10 Sep 2010

Rising Global Interest in Farmland – Time to Act!

Christian Häberli is involved in an eDiscussion, which is based on the World Bank Report "Rising Global Interest in Farmland: Can it yield sustainable and equitable benefits?" The eDiscussion will take place from 13 September to 8 October and is jointly hosted by the Global Donor Platform for Rural Development and the International Institute for Sustainable Development (IISD). Swiss Radio DRS 1, 2 and 4 have also taken up the topic.

This report is a valuable no nonsense contribution to a debate that started only when ‘land grabbing’ had become such a massive phenomenon that even policy-makers had to pay attention. This lack of interest is surprising when you consider food as the most basic of all elementary needs. Oil and mining investments never stopped – and they provided their share of human rights and environmental abuse cases. Agriculture and poor farmers, however, were sadly neglected for decades, in part because of the artificially low prices caused by subsidies for rich farmers and, more recently, by alternative uses like (also subsidised) biofuels. The ensuing food crisis of 2008-09 kick-started new projects, but when investors came to poor countries the fragility of their hosts became even more visible than the scars of open-pit mining in a tropical rain forest.
Foreign direct investment in agriculture is a new and decisive factor for future global food security. The report correctly identifies ‘weak land governance’ as a key issue where investors, international financial organisations, FAO, CGIAR, donors and researchers are called upon to better cooperate with local governments, communities and farmers. But this new challenge also calls into question the role played by the multilateral trading system: food, after all, can only be procured domestically, or traded.

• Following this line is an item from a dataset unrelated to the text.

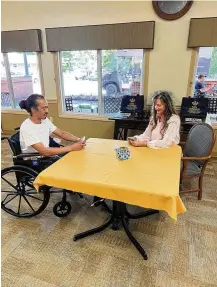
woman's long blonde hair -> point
(166, 99)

The WTO only looks at trade distortions caused by subsidies and high tariffs. Unfortunately, from a food security perspective, it has been incapable of addressing the harmful effects on local producers of export restrictions acting as disincentives for big and small farmers alike, and surplus disposal coming under the disguise of food aid.
Too much time has been wasted on debates about small versus big farms, or organic versus biotech food. Better production and trade regulations, and monitored codes of conduct for agricultural FDI, are required urgently. It is high time they got the necessary attention – before even more harm is done on the farms in Africa and elsewhere.